Well I think we'll be heading out today since we really need to get moving North- can't beleive how late it's gotten. Only problem is... there is NO wind. The calm weather we've been enjoying the whole time we've been here that has led to incredible diving and beauty is still with us- now we need wind to sail around Cuba and over to Florida. We've decided to try and motor and hope for wind since we can't wait forever.
I haven't been feeling too motivated to write anything on the blog, I guess since I was trying to just savor these last dives. I've just loved it here. The West side has the largest city of Georgetown with good stores, lots of cruise ships on certain days and lots of activity. The diving was ho-hum. There are free moorings here and it's free to check in and out of the Caymans. Everyone has been so nice and the island is full of flowers, pretty landscaping and mockingbirds. The mockingbird is on the penny here so they must be really common. I love the non- 3rd world feel. We both agree that this has been a good transition for us. The Caymans are expensive but we've barely spent any money here except on groceries and the prices weren't that bad for great food. They give you fuel duty free when you check out. We bought a book that describes all the dive sites and maps them out. This place is great!
The North side of the island has a large sound protected by a barrier reef and it's just beautiful. The wall is right on the other side of the barrier reef and there are free dive moorings encircling this whole island- not to mention Little Cayman and Cayman Brac which are 75 miles East of here. We don't have time to go to those this time. The the diving is world class in all 3 islands. We did what we could anyway and can't wait to come back here. There is no spearfishing here and I don't even think you can take conch or lobster but I'm not sure. It would be out of season right now anyway. Needless to say, because of these rules, there are conch all over the place, huge lobster roaming around all day and loads of fish. I read that the people of the Caymans decided that they were going to make their island more tourist based instead of sustenance living like many of the others in the Caribbean, so consequently, the reefs are in great shape and they are full of life.
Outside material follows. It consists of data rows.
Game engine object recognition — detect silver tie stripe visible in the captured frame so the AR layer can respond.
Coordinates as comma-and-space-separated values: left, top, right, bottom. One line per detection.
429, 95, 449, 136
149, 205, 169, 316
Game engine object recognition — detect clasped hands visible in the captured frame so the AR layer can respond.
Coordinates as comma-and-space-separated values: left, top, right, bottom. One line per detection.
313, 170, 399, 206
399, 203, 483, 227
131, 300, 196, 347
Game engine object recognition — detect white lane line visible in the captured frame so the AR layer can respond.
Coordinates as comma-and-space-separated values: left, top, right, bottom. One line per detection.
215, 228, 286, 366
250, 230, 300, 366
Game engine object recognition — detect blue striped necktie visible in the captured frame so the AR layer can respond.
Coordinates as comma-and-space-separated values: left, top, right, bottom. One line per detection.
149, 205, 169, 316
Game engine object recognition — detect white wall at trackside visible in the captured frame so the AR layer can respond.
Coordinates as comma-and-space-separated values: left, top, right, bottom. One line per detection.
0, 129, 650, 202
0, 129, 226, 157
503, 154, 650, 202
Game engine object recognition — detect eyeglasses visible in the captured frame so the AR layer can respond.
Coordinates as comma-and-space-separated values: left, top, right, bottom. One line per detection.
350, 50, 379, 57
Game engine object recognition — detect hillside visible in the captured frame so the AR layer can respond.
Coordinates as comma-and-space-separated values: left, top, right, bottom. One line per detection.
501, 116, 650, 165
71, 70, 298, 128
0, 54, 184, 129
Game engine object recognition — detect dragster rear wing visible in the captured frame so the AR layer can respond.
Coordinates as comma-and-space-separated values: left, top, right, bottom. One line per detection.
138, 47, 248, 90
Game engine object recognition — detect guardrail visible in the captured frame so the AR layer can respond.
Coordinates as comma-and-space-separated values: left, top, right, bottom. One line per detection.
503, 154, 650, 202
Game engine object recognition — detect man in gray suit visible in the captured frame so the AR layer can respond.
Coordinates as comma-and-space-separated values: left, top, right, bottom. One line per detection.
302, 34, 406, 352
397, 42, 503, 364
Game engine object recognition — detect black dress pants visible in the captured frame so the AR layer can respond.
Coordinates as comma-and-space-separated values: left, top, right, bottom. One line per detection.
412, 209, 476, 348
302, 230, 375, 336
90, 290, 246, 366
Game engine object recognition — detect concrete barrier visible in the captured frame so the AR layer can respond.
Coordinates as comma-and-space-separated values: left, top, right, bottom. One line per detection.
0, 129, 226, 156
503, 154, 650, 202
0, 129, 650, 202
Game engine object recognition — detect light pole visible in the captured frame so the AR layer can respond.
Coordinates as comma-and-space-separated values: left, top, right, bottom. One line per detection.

Swimming with the stingrays is a thing here. It all started years ago when fishermen used to clean their catch and the rays would eat the scraps, then they became tame. Now, years later, there are 2 spots inside the barrier reef on the North side with gorgeous water where there are I don't even know how many stingrays that hang out there. Several boats per day come out to these spots, all of the people get in the water and the rays start swimming all around them. The boat guides feed them squid bait and that makes them swim all over you; it is a riot to watch and to feel them is even better. They are so soft and gentle and their eyes have always intrigued me. I got to "hold" one when one of the guys offered it to me. I'll certainly never get to do any of this anywhere else! Of course we were there on our own boat, anchored just yards away for a couple of days so we could enjoy them longer and that made it so nice.
The scuba dives we did were among the best ever. Of course the camera leaked in it's underwater case again on one of the deeper dives so for the rest of them, we didn't dare bring the camera. On one dive there were 2 huge turtles swimming together, very curious as usual as to what we were doing. They were within a few feet of us- I loved it! There is loads more to do here and North Sound is a magnificent place to dive and snorkel.
Anyway, that's pretty much the update on what we've been doing. With any luck, we'll get some puffs of wind in between motoring and the next entry will be from someplace in Florida. I don't think we're going to be able to stop at Dry Tortugas this time. It's just too late in the season now.